Я повел горстку людей в офицерский клуб Дам Нек, пропустить чего-нибудь холодненького, а потом… я ушел.
Да, я часто бываю резким и несносным. Но даже мои враги признают, что Шестой отряд SEAL был самым хорошо обученным, смертоносным и боеспособным из всех когда-либо созданных антитеррористических подразделений.
Да, мы нарушили правила. Черт — да мы просто скомкали правила и выбросили их в окно. Но правила, которые мы выбросили, были написаны для авианосных боевых групп и атомных подводных лодок, а не для отделений из семи человек. Как SEAL мы должны были написать свою собственную книгу правил — импровизированную Библию доктрины неконвенциональной войны. Это было достаточно сложно в системе, которую исторически было сложнее развернуть, чем линкор на полной скорости. Проблема усугублялась еще и тем, что Шестой отряд SEAL не только переписал устав обычного военно-морского флота, но также послал к черту устав SEAL. Шестой отряд SEAL никак не вписывался в систему военно-морского флота. Мы были сиротами, изгоями, париями — и я был главным парией. Когда меня отодвинули в сторону, в Шестом отряде все начало меняться.

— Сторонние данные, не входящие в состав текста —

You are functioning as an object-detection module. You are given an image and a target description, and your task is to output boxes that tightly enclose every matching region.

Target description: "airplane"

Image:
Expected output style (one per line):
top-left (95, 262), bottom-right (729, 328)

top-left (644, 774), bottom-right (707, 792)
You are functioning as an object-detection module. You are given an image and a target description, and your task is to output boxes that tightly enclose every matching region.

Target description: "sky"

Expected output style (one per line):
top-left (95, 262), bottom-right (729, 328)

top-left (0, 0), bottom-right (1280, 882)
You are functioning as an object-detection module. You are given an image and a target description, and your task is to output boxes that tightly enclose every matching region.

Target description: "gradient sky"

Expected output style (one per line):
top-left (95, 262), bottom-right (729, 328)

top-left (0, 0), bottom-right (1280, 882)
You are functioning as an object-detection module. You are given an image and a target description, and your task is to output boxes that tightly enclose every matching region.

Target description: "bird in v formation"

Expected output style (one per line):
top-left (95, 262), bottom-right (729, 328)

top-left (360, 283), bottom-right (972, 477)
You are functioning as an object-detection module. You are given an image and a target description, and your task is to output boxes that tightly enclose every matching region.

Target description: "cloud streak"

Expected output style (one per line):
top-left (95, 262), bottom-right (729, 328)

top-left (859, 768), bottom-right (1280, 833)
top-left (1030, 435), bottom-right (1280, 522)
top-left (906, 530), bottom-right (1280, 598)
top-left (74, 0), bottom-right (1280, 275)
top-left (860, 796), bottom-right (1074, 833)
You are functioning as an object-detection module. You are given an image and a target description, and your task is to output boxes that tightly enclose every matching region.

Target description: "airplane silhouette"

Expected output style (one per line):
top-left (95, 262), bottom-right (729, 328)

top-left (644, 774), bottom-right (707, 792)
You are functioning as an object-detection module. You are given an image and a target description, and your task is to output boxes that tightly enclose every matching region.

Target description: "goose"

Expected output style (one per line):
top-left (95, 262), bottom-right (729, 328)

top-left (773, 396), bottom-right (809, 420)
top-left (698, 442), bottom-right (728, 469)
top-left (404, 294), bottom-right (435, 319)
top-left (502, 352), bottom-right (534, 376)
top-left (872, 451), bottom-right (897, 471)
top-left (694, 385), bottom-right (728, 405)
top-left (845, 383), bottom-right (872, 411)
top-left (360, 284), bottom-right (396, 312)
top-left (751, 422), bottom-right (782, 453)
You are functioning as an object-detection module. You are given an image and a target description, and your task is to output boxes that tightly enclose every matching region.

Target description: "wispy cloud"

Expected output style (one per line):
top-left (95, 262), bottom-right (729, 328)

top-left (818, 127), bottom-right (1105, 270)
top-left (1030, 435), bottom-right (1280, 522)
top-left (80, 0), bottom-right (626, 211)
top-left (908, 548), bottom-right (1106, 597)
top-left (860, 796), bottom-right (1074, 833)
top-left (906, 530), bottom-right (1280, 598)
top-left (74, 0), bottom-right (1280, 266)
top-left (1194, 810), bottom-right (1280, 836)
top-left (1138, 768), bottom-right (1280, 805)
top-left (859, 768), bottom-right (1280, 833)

Боб придерживался дресс-кода в стиле Теда Лайонса: никаких усов Фу Манчи, никаких хвостиков, никаких сережек. Волосы могли касаться воротника, но не опускаться ниже его. Мужчины, которых я выбрал из-за их внешности подонков, теперь начали напоминать отбросы яппи.
Однако более важным для успеха миссии Шестого отряда SEAL было изменение стиля руководства, которое установил Боб. Он был пассивным, а не активным командиром. Я всегда шел впереди. Боб шел сзади. Он оставался в своем кабинете и посылал людей в поле. Он не тренировался вместе с ними. Он с ними не пил. Он с ними не общался. При Бобе Гормли целостность подразделения не распространялась на его командира.
Я слышал об этих тревожных событиях, но издалека. Мне предстоял тридцатидневный отпуск, и я хотел использовать его весь. Я не мог вспомнить, когда в последний раз получал тридцатидневный отпуск. Моя жена гостила у своей семьи в Нью-Джерси, а я провел месяц, нанося новый слой краски на наш дом. Это упражнение пошло мне на пользу — оно помогло избавиться от некоторого разочарования, которое я испытывал. Затем, отдохнувший и загорелый, я поехал в Вашингтон. Военно-морской флот все еще должен был мне год обучения в Национальном Военном колледже, и пришло время этим заняться.
Вот только я не попал в Национальный Военный колледж. Никто не предупредил меня, что меня бортанули. Собственно, если бы не некоторые старшины, которые шепотом говорили о том, что должно было произойти, я бы появился в Форт-Макнайр, зарегистрировался и испытал бы позор, когда мне бы публично сообщили, что военно-морской флот удалил мое имя из списка обучающихся. Но моя разведывательная сеть Шестого отряда SEAL все еще действовала. Поэтому меня предупредили и я там не появился. Вместо этого, я отправился в управление вооруженных сил по личному составу и столкнулся там с контр-адмиралом, которого знал несколько лет. Я буду звать его Дейв. Он не выглядел счастливым, увидев меня.
— Я слышал, что не попадаю в Национальный Военный колледж.
Дейв хмыкнул, откашлялся и, наконец, заговорил:
— Ну, Дик, политика заключается в том, чтобы не посылать туда людей без девяносто пяти процентных шансов, что они получат повышение до капитана первого ранга.
— Это относится ко мне?
— Выходит, что так. У тебя в личном деле есть Статья 15 — официальное письмо с выговором.
— Я подаю аппеляцию. Мне сделали выговор за автомобильную аварию, в которой я даже не был за рулем. Мой водитель вел машину, а не я.